The testimony of the adjuster as to his knowledge of his authority to waive “certain rights” of the defendant company is too general and indefinite to take the case to the jury upon the issue of his power to waive the two provisions here material. Weed v. London & Lancashire Fire Ins. Co., 116 N. Y. 106, 22 N. E. 229, 232, is in point. The adjuster in that case ivas, as he was here, an independent adjuster, not an officer or general agent of the company. As such his power was held to be coextensive with the business submitted to him, which was to ascertain the loss and fix and adjust the amount, and beyond that he had no duty to perform and no power to act. It was said that the condition had been broken when the policy was issued and that: “No agent of such special limited power has any authority to waive an essential condition of the contract.” In the absence of proof of an authorization, an adjuster, while he may waive requirements of proof of loss, has not, as a matter of law, real or apparent authority to waive a forfeiture for breach of warranty or condition subsequent and thus reinstate the policy. See Alspaugh v. British-Am. Ins. Co., 121 N. C. 290, 28 S. E. 415, 416; Manheim v. Standard Fire Ins. Co., 84 Wash. 16, 145 Pac. 992; Mason v. Hartford Fire Ins. Co., 37 U. C. Q. B. 437, 442.

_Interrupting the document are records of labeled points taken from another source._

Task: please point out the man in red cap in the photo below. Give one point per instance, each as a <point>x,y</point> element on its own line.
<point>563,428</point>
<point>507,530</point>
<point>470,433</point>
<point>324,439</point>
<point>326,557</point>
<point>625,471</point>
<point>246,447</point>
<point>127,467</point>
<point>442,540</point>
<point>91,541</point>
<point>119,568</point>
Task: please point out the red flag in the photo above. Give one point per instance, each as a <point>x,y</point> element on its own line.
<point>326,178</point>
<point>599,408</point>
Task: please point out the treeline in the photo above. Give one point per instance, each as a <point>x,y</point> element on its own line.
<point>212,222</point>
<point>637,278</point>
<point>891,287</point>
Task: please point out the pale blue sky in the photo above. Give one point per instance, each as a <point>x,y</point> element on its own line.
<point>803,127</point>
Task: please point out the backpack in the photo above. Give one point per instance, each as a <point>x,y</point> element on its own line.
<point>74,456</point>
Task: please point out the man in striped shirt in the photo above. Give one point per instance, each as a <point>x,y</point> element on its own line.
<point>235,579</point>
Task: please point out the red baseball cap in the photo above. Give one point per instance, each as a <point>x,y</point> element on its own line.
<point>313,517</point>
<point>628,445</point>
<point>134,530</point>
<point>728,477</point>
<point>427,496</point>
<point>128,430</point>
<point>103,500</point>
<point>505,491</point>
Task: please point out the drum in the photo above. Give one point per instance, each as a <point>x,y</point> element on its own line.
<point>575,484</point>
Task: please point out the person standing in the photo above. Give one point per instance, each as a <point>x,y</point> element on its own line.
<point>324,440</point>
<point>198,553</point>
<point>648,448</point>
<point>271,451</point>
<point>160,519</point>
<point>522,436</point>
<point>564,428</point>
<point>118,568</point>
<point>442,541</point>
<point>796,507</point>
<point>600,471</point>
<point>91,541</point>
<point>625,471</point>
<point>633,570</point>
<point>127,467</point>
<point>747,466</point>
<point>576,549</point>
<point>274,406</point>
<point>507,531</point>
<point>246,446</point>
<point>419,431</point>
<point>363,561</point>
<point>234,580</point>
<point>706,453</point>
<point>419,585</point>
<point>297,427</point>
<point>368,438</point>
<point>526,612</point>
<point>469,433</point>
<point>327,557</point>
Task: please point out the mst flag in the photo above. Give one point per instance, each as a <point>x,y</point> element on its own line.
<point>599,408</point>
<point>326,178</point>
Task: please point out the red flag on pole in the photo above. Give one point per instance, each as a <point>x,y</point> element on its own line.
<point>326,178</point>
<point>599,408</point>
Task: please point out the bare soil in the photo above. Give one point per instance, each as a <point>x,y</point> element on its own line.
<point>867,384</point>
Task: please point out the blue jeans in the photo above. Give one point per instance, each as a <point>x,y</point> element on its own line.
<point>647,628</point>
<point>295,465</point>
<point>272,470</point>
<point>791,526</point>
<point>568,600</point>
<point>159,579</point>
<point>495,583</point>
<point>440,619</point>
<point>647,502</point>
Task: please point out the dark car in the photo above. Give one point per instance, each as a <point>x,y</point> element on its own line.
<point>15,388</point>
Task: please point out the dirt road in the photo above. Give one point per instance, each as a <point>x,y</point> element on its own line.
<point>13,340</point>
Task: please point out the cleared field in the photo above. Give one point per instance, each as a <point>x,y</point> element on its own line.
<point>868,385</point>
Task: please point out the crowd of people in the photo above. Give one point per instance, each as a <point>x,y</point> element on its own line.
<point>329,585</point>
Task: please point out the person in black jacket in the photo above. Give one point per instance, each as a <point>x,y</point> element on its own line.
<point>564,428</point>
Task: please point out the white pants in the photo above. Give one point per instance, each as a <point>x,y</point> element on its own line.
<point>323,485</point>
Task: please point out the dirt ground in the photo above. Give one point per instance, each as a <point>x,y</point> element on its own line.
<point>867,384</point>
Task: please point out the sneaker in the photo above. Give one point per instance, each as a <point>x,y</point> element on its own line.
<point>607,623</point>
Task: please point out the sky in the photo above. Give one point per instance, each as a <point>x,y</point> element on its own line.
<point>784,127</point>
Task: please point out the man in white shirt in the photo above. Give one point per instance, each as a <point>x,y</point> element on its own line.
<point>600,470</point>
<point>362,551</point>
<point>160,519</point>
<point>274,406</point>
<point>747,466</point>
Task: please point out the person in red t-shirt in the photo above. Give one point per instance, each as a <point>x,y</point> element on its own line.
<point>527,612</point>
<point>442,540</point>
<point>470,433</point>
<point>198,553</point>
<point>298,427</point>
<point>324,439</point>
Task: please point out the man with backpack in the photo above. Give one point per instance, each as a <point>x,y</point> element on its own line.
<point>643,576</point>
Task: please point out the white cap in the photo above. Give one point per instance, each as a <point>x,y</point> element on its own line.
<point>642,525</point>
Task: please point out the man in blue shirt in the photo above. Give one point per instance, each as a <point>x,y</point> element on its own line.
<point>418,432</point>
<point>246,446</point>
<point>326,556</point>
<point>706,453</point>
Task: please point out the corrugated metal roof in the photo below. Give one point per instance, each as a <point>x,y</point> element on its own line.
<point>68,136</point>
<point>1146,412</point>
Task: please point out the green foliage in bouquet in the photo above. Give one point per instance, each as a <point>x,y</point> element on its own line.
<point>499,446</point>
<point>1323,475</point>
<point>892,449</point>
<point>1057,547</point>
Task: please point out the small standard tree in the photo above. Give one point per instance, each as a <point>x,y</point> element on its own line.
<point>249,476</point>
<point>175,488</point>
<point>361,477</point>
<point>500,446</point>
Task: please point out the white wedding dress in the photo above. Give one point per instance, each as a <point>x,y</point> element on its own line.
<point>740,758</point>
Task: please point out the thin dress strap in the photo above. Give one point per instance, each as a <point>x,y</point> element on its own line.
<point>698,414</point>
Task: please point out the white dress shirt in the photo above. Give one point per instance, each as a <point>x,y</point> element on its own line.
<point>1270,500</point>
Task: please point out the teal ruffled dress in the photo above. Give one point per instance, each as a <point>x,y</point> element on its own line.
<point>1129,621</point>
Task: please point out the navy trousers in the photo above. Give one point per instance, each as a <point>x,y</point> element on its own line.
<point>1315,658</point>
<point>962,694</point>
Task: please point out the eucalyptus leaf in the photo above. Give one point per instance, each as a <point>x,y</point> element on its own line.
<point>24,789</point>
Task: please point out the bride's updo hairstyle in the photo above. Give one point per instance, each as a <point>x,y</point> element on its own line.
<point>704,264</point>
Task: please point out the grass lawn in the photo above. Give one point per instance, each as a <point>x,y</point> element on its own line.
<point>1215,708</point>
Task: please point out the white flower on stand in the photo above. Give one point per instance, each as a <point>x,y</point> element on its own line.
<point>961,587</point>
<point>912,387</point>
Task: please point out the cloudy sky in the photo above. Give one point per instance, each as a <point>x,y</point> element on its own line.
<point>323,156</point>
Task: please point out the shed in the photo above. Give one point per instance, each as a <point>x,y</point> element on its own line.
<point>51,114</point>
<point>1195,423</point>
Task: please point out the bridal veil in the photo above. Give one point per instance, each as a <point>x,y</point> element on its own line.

We need not consider whether the statement attributed to the adjuster, that he would pay if the fire had not been set, would otherwise be evidence upon which the jury would be justified in finding a waiver of the two clauses of the policy here material, because there was a shortage of evidence tending to show his authority to bind the company by a waiver. What we have said disposes also of the claim of estoppel because an agent who has no authority to waive a policy provision, has no power to estop the company by his acts or statements. Cohen v. Home Ins. Co., 6 Boyce (29 Del.) 201, 97 Atl. 1014, 1018. And besides there is nothing to show that the plaintiff, in reliance upon what was said, was induced to put himself in a prejudicial position, which is an essential element of an estoppel. Stevens v. Blood, 90 Vt. 81, 86, 96 Atl. 697; Goorberg v. Western Assurance Co., 150 Cal. 510, 89 Pac. 130, 10 L. R. A. (N. S.) 876, 119 A. S. R. 246, 253, 11 Ann. Cas. 801; and see Findlay v. Union Mut. Fire Ins. Co., 74 Vt. 211, 214, 215, 52 Atl. 429, 93 A. S. R. 885.

The plaintiff argues that the agent who issued the policy upon the property knew the location of the hydrant and that this fact precludes the defendant from availing itself of the defense. The knowledge of the agent, at the time of placing the insurance was, no doubt, the knowledge of the company. Brink & Co. v. Merchants’ & Mechanics’ Ins. Co., 49 Vt. 442, 450; Williams Mfg. Co. v. Ins. Co. of North America, 93 Vt. 161, 175, 106 Atl. 657. But it is enough to say that although it appeared that the agent inspected the premises and formed an estimate of the value, there was no evidence that he knew where the hydrant was situated, or its distance from the building.

It follows that the denial of the motion for a directed verdict was error. It is unnecessary to consider the other exceptions.

Judgment reversed, and judgment for the defendant to recover its costs.